Oltre agli aspetti già citati, le lettere denunciano indicazioni poco chiare sulla composizione di un prodotto, affermazioni potenzialmente fuorvianti sulle affiliazioni ed etichettatura dei prodotti come “riciclati”, suggerendo così che l’intero prodotto sia fatto di materiali riciclati, quando non sembra che sia così.
Si tratta comunque solo di suggerimenti, la CMA non può attualmente imporre ammende amministrative per le violazioni del diritto dei consumatori. Può però applicare la legge sui consumatori attraverso i tribunali e, se del caso, cercare di ottenere misure aggiuntive per migliorare la scelta dei consumatori, promuovere il rispetto della legge o garantire un risarcimento ai consumatori.

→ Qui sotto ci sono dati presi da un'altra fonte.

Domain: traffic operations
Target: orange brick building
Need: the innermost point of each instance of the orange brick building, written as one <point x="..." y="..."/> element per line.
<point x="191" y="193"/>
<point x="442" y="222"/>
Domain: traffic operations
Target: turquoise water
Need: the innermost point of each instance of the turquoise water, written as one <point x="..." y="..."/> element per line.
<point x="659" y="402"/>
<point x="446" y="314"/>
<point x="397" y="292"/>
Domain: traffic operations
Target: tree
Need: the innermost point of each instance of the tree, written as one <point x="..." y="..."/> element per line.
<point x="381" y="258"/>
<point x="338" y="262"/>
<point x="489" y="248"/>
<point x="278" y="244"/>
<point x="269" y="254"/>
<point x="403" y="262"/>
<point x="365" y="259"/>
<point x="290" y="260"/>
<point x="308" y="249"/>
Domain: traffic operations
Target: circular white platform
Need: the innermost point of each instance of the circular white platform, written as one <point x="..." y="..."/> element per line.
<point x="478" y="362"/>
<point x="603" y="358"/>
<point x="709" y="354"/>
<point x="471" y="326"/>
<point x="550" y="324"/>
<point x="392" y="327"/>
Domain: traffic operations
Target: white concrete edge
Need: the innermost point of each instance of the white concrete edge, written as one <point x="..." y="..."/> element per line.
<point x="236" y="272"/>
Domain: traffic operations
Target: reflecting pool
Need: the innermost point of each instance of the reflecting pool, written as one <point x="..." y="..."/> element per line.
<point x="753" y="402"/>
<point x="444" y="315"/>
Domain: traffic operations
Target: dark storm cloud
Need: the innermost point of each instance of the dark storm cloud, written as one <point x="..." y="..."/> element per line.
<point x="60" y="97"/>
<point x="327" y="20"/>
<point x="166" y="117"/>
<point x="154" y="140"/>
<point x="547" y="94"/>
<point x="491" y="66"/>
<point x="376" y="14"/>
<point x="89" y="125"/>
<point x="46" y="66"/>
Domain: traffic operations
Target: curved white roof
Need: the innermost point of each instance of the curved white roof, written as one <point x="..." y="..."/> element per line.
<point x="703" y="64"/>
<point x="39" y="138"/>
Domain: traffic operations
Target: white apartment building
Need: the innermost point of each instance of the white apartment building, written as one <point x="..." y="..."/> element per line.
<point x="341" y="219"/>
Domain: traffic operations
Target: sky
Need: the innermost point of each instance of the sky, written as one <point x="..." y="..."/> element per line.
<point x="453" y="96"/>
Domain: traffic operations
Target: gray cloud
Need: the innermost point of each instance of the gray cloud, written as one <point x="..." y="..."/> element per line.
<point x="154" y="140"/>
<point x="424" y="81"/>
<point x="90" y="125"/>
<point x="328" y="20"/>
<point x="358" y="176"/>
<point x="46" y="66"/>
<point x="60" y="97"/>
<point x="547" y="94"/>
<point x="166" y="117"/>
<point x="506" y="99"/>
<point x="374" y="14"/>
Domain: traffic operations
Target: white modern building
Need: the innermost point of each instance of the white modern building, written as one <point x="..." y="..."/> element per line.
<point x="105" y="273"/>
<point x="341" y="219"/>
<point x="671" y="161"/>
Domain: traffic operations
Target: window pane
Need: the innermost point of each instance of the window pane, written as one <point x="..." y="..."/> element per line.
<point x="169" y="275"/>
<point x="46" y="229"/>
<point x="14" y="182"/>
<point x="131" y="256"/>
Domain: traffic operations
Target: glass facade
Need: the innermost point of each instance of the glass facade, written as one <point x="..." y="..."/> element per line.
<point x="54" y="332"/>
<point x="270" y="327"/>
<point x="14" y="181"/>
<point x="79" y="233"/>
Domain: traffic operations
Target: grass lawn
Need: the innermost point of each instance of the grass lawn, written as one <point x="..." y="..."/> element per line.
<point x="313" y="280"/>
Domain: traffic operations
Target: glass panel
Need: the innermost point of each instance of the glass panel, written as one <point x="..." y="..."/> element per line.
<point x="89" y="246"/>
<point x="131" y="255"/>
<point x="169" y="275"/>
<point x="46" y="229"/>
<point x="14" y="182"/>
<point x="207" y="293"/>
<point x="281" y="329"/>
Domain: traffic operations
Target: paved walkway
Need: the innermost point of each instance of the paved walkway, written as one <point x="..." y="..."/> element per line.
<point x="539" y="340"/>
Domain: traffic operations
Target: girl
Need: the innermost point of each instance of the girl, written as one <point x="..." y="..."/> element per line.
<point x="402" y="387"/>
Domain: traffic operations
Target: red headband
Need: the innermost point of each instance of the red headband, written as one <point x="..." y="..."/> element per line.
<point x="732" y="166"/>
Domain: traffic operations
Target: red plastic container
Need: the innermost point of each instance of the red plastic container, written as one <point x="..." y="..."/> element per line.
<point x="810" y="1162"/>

Tuttavia, nelle lettere si ricorda ai marchi di moda che la CMA avrà presto poteri più forti nei confronti dei consumatori grazie al Digital Markets, Competition and Consumers Act del 2024. Questo gli consentirà di multare le aziende fino al 10% del loro fatturato mondiale in caso di violazione della legge sui consumatori: fatto che implica dunque almeno una presa di consapevolezza da parte delle aziende, e un’azione tempestiva per rendere le loro dichiarazioni ambientali più accurate.